"kenapa kopi ini masih utuh, sayang ?" tanyanya saat melihat secangkir kopi penuh di hadapan Joana
"aku terlalu lama datang ya ?" tanyanya lagi
Joana menggeleng. Semua pertanyaan itu sudah cukup membuatnya lega dan bahagia. Joana tak pernah merasa dihargai seperti ini, sebelumnya.
"maaf ya...biasa lah jalanan padat..." ucap lelaki itu dengan mimik mengiba
Lagi-lagi Joana hanya tersenyum.

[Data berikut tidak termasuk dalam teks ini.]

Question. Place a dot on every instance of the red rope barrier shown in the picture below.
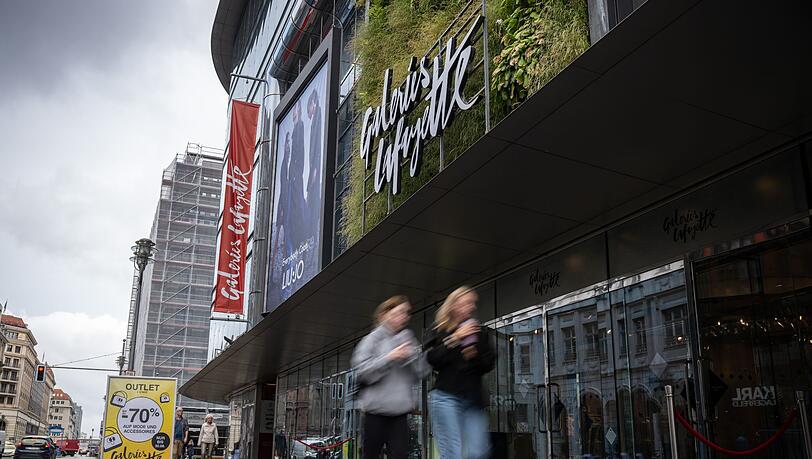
(731, 452)
(324, 448)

Ia balas membelai pipi sang lelaki dengan lembut.
Lelaki itu sontak menggamit pinggang Joana dengan erat. Ia biarkan Joana menyandarkan diri di bahunya. Ia tahu, Joana sangat membutuhkan bahunya. Hanya bahunya. Dan ia tak mengharapkan lebih.
Joana menarik tangan lelaki itu dan membawanya pergi menembus malam. Angin malam tetap dingin. Tetap menusuk rusuk. Joana sadar lelaki itu takkan bisa menghangatkannya.Â
Ia juga sadar ini takkan membuatnya nyaman. Joana tak menyematkan predikat apapun pada lelaki itu. Hanya malam ini. Iya, mungkin hanya malam ini. Ia bukan cinta. Bukan sayang. Bukan apapun. Hanya lelaki dan Joana perempuan.
Joana tak berpaling. Joana juga tak berkhianat. Ia tetap memilih membiarkan hatinya terluka. Terluka dengan cara apapun.